Tuesday, August 14, 2012

UTP Scholarship


THE Asian financial crisis was not caused by macroeconomic imbalances. The fundamentals of Malaysia, Indonesia, Philippines and Korea were and are sound. These economies have high domestic savings and investment rates, high rates of output growth, strong export performance, low inflation and more egalitarian economic policies than any other region.
Many knowledgeable commentators can be cited who have said that the size and the pace of capital outflows from the fast growing economies of East Asia had nothing to do with fundamentals.

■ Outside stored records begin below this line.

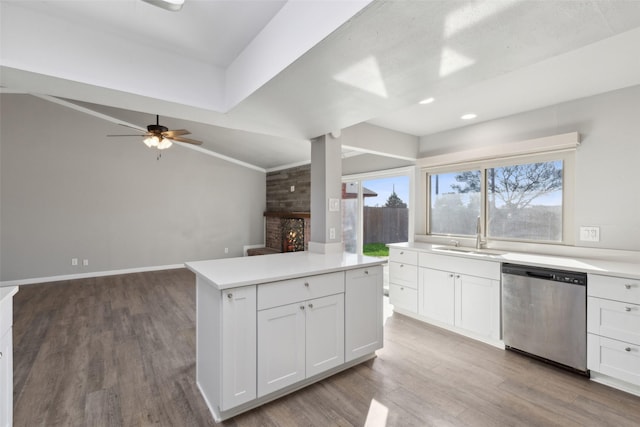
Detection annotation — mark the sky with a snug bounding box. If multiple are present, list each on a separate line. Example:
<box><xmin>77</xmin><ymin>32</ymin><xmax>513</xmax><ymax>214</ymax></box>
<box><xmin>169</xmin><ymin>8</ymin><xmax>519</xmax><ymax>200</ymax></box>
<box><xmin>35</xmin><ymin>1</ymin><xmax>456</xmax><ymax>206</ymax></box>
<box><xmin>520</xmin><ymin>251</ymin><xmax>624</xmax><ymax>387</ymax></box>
<box><xmin>362</xmin><ymin>176</ymin><xmax>409</xmax><ymax>206</ymax></box>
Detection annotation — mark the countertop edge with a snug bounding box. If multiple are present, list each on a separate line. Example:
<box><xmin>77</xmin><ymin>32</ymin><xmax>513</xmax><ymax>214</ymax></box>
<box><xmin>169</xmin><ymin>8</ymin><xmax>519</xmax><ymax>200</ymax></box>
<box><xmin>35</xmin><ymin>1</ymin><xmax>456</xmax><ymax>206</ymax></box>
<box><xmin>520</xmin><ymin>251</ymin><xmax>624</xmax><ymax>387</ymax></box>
<box><xmin>184</xmin><ymin>254</ymin><xmax>387</xmax><ymax>291</ymax></box>
<box><xmin>387</xmin><ymin>242</ymin><xmax>640</xmax><ymax>280</ymax></box>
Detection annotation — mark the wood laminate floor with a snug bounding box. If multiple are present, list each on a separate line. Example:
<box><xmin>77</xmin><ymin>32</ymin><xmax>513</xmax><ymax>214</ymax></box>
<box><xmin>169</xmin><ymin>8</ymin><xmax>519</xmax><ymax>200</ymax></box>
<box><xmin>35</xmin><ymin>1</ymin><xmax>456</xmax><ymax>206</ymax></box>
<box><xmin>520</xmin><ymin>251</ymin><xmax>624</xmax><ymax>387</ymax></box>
<box><xmin>14</xmin><ymin>269</ymin><xmax>640</xmax><ymax>427</ymax></box>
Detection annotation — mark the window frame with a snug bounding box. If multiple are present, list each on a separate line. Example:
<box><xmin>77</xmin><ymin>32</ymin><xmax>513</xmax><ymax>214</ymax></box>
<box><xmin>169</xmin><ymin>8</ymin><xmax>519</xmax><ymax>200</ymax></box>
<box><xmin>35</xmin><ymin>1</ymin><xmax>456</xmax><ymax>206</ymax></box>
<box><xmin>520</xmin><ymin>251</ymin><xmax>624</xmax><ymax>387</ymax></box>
<box><xmin>421</xmin><ymin>150</ymin><xmax>575</xmax><ymax>245</ymax></box>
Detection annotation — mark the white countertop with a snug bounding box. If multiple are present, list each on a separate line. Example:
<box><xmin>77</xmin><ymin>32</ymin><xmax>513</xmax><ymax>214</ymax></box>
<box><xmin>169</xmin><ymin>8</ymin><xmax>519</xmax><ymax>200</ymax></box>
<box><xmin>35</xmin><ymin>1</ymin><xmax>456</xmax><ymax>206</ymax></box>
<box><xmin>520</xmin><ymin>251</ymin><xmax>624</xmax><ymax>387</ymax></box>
<box><xmin>0</xmin><ymin>286</ymin><xmax>18</xmax><ymax>304</ymax></box>
<box><xmin>388</xmin><ymin>242</ymin><xmax>640</xmax><ymax>279</ymax></box>
<box><xmin>185</xmin><ymin>251</ymin><xmax>387</xmax><ymax>290</ymax></box>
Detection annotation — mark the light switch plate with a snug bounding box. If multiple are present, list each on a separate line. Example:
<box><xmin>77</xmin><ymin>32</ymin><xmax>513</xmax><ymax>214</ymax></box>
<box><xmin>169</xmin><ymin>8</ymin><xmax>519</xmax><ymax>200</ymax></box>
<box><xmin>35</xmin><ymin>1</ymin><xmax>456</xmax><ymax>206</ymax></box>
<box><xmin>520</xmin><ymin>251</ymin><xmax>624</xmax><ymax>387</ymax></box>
<box><xmin>580</xmin><ymin>227</ymin><xmax>600</xmax><ymax>242</ymax></box>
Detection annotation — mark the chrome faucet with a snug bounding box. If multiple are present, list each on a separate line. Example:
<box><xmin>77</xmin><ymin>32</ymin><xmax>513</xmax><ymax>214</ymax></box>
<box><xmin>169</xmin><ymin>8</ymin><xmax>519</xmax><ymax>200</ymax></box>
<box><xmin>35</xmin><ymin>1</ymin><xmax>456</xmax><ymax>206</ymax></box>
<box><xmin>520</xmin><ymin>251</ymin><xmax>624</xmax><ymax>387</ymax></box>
<box><xmin>476</xmin><ymin>217</ymin><xmax>487</xmax><ymax>249</ymax></box>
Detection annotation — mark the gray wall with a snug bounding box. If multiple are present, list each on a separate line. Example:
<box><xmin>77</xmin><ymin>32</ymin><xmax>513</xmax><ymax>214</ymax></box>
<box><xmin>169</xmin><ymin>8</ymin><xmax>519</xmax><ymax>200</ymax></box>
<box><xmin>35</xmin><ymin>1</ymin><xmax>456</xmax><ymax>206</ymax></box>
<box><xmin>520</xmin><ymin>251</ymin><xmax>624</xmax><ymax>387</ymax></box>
<box><xmin>0</xmin><ymin>94</ymin><xmax>265</xmax><ymax>281</ymax></box>
<box><xmin>416</xmin><ymin>86</ymin><xmax>640</xmax><ymax>251</ymax></box>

The Director of the World Bank's office in Indonesia went so far to say, as he watched the decline in the value of the currency caused by the rapid pace of capital outflows, that 'This has nothing to do with economics.'
The President of the World Bank characterised the crisis as a 'hic-cup' in September, and the head of the International Monetary Fund (IMF) said in May that the government of Thailand was taking courageous steps to address the problems of the financial sector, and doing exactly what is needed to be done to prevent a Mexican-type crisis, and that he 'did not see any particular reason for this crisis to develop further.'
A real estate bubble burst in Thailand. The bubble had been created by huge inflows of external capital. Private capital flows into Thailand between 1988 and 1995 totalled 52% of GDP. The government took all the recommended measures to control the impact of these large inflows on the economy. The most commonly used measures were designed to reduce the expansion of the domestic money supply through sterilised intervention. However, these measures did not reduce the scale of capital inflows which continued throughout 1996. Investment rates jumped to over 40% of GDP.
But no country can productively absorb such large inflows in such a short period.